Elon Musk (left) and Larry David (Getty Images)
Elon Musk (left) and Larry David (Getty Images)

David confirmed the incident to Isaacson, explaining that Musk’s negative tweets about the Democratic Party were “sticking in my craw”.

Musk said in a May 2022 post that the Democratic Party has “become the party of division & hate, so I can no longer support them and will vote Republican”.

“Even if Uvalde never happened, I probably would have brought it up, because I was angry and offended,” David said.

The Independent has contacted Musk’s representatives for comment.

For his new book, Isaacson shadowed the billionaire businessman for two years – watching him rule over his tech empire, poring over emails and text messages, speaking to those closest to (and most estranged from) him.

Isaacson examines the tech CEO’s tumultuous romantic relationships, his early life in South Africa, and his inherent “compulsion to stir up drama”.

You can read about the six most intriguing and startling revelations in Isaacson’s book here.

David is an outspoken proponent of the Democrats.
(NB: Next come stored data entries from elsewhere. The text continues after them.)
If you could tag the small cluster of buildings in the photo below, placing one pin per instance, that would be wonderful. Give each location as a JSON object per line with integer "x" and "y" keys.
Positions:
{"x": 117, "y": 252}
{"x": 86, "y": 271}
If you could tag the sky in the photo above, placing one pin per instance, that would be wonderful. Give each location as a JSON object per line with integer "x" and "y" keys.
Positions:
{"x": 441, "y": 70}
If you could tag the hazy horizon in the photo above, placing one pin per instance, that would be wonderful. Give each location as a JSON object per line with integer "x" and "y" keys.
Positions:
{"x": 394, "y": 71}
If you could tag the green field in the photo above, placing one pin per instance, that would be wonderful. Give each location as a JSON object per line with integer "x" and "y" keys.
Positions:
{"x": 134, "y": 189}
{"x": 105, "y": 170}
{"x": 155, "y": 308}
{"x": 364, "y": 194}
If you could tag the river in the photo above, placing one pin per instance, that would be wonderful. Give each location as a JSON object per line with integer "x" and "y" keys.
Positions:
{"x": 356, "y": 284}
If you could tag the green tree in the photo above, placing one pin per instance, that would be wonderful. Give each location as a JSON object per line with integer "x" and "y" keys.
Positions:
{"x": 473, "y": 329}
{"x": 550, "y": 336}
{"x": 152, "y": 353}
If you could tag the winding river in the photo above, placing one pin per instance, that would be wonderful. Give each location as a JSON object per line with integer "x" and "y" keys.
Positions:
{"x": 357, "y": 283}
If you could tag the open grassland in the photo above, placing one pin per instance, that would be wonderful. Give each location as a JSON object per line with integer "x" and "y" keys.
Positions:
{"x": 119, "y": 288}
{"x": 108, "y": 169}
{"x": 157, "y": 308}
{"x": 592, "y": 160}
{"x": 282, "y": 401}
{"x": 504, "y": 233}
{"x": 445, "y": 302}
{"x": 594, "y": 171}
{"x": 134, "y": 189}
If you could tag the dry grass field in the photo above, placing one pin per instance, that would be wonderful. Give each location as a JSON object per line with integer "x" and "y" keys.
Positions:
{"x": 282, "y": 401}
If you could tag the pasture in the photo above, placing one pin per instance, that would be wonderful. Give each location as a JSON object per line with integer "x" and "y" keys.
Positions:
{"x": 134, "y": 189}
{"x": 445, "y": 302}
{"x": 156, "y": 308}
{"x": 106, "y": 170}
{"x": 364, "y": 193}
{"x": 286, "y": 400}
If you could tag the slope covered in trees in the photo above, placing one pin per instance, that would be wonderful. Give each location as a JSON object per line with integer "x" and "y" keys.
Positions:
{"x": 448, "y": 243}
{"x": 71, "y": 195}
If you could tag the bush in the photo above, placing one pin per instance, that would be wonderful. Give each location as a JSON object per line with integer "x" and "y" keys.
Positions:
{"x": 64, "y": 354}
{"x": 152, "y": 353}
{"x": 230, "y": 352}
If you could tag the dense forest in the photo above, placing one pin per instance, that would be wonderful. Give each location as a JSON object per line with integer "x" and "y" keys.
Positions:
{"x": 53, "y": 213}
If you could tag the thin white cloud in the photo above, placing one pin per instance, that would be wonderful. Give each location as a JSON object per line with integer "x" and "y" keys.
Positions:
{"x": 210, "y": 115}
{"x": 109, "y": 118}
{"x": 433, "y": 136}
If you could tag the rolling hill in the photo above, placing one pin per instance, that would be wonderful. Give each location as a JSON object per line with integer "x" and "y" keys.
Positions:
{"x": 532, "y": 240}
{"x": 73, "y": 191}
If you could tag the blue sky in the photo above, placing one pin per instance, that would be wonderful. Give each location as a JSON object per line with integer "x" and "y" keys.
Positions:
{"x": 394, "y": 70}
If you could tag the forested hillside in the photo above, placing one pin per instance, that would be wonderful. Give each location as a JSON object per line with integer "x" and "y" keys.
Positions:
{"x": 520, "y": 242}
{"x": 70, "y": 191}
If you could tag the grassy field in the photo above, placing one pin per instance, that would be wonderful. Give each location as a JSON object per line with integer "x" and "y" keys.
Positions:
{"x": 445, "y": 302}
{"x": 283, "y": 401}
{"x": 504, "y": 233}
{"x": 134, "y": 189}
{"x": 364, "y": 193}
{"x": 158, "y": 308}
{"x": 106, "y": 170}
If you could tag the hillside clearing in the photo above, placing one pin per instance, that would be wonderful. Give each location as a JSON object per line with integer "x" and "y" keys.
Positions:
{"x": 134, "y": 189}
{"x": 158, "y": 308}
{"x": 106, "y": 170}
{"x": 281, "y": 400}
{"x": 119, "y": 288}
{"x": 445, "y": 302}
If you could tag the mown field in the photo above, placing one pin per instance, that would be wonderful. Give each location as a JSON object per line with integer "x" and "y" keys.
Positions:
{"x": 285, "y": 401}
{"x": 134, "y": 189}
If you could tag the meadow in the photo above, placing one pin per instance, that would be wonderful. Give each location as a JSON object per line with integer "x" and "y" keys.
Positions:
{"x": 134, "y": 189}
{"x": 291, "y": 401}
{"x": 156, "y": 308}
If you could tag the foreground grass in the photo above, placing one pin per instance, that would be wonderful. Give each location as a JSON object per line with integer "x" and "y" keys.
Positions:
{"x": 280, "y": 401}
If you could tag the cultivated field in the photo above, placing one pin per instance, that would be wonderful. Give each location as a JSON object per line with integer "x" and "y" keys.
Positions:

He started out as a stand-up comedian before briefly writing for Saturday Night Live in the mid-Eighties. It was here that he teamed up with Jerry Seinfeld in 1989 to create Seinfeld.

The long-running sitcom was one of the most popular and lucrative ever made, earning David a reported $250m (£183.6m) payday when it was syndicated at the end of the Nineties.

He has continued to earn money from the rights ever since, and the deal stipulates he will do so until a full $1.7bn (£1.24bn) has been paid out. In 2019, Netflix picked up the Seinfeld streaming rights and David again pocketed somewhere north of $100m (£80.7m).